How to Stop Aspirational Clutter

  1. Don't spend money on a new hobby until you're actively engaged in it.

    What does "actively engaged" mean? Here's a good rule of thumb: Conventional wisdom is that it takes 3 months to form a new habit. Once you're at the 3 month mark, then go ahead and buy yourself the more expensive tennis racket. Until then, make do with your old racket, rent one, or borrow from a friend.
  2. Don't buy a piece of clothing unless you have a place to wear it.

    Let's say you come across the fantastic blue velvet cocktail dress that fits you perfectly. Now, a blue cocktail dress is great, but has a very narrow wear-ability scope. Do you have a winter wedding come up? Do you go that dressy for New Years? Don't buy the dress to just hang in your closet. It's a waste of money and valuable closet real estate.
  3. Don't buy a new spice jar unless you have a recipe in mind to use within the next week.

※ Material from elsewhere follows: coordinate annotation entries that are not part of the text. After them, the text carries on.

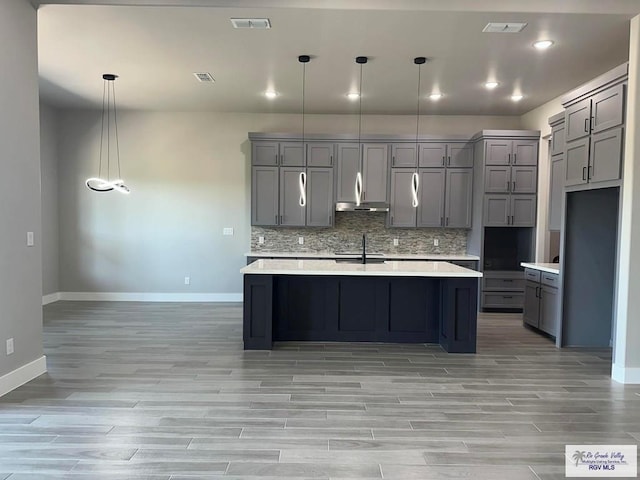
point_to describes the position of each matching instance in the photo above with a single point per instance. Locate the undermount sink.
(359, 260)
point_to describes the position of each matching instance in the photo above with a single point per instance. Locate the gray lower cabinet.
(264, 196)
(509, 210)
(292, 214)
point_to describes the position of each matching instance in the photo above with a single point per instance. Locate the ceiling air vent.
(496, 27)
(261, 23)
(204, 77)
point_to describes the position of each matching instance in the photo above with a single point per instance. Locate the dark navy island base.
(342, 308)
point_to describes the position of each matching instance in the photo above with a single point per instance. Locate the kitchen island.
(332, 301)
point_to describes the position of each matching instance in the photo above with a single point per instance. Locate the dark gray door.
(606, 156)
(404, 155)
(265, 153)
(292, 154)
(264, 196)
(607, 109)
(401, 211)
(524, 179)
(556, 192)
(498, 152)
(433, 154)
(291, 212)
(557, 139)
(531, 311)
(577, 119)
(523, 210)
(458, 198)
(375, 172)
(524, 153)
(497, 179)
(320, 154)
(431, 197)
(320, 204)
(459, 155)
(549, 310)
(497, 210)
(576, 162)
(347, 168)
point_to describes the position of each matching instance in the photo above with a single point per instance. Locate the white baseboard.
(627, 375)
(52, 297)
(22, 375)
(150, 297)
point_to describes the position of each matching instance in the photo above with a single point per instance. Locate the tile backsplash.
(346, 235)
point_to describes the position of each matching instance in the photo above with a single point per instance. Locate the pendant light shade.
(103, 182)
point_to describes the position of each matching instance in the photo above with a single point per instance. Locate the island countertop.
(331, 267)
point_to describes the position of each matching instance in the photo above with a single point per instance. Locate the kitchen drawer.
(532, 275)
(503, 284)
(502, 300)
(550, 279)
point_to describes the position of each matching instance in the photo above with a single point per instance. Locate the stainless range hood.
(363, 207)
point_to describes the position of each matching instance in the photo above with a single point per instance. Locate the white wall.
(49, 188)
(538, 119)
(190, 177)
(20, 266)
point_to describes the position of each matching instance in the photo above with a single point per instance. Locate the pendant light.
(303, 59)
(358, 187)
(415, 178)
(103, 182)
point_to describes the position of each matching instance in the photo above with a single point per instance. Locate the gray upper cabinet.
(404, 155)
(402, 213)
(497, 179)
(264, 196)
(498, 152)
(576, 161)
(292, 214)
(556, 192)
(375, 168)
(605, 157)
(458, 198)
(607, 109)
(320, 204)
(348, 166)
(459, 155)
(433, 155)
(320, 154)
(265, 153)
(431, 197)
(557, 139)
(577, 119)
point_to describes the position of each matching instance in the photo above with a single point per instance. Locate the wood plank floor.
(164, 391)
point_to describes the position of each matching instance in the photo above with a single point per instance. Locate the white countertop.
(543, 267)
(331, 267)
(391, 256)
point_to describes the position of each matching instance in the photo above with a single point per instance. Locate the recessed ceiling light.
(543, 44)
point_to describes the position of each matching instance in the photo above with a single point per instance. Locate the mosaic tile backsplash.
(346, 236)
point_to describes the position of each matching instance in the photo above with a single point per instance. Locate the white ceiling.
(155, 50)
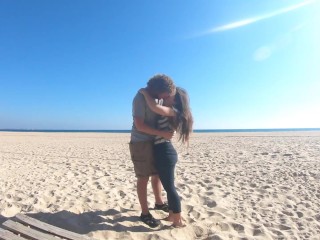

    Example: I recently read that turmeric is a proven cancer-fighter, so I bought some. Problem is, I hadn't taken the time to research any recipes or uses of turmeric so that bottle of spices sat in my kitchen cabinet for weeks un-touched.
  4. Do have a plan.

    It turns out you can sprinkle turmeric on lots of things I regularly cook -- something I found out after taking about 5 minutes to research it on the web.
  5. Bottom line for curbing aspirational clutter.

    Buying the expensive tennis racket will not make you a good tennis player, just owning the dress and never wearing it does not make you a blue-velvet-cocktail-dress-wearer and simply buying the turmeric didn't make me healthier. Don't let new "stuff" cross the threshold of your home unless you're going to actively use that stuff.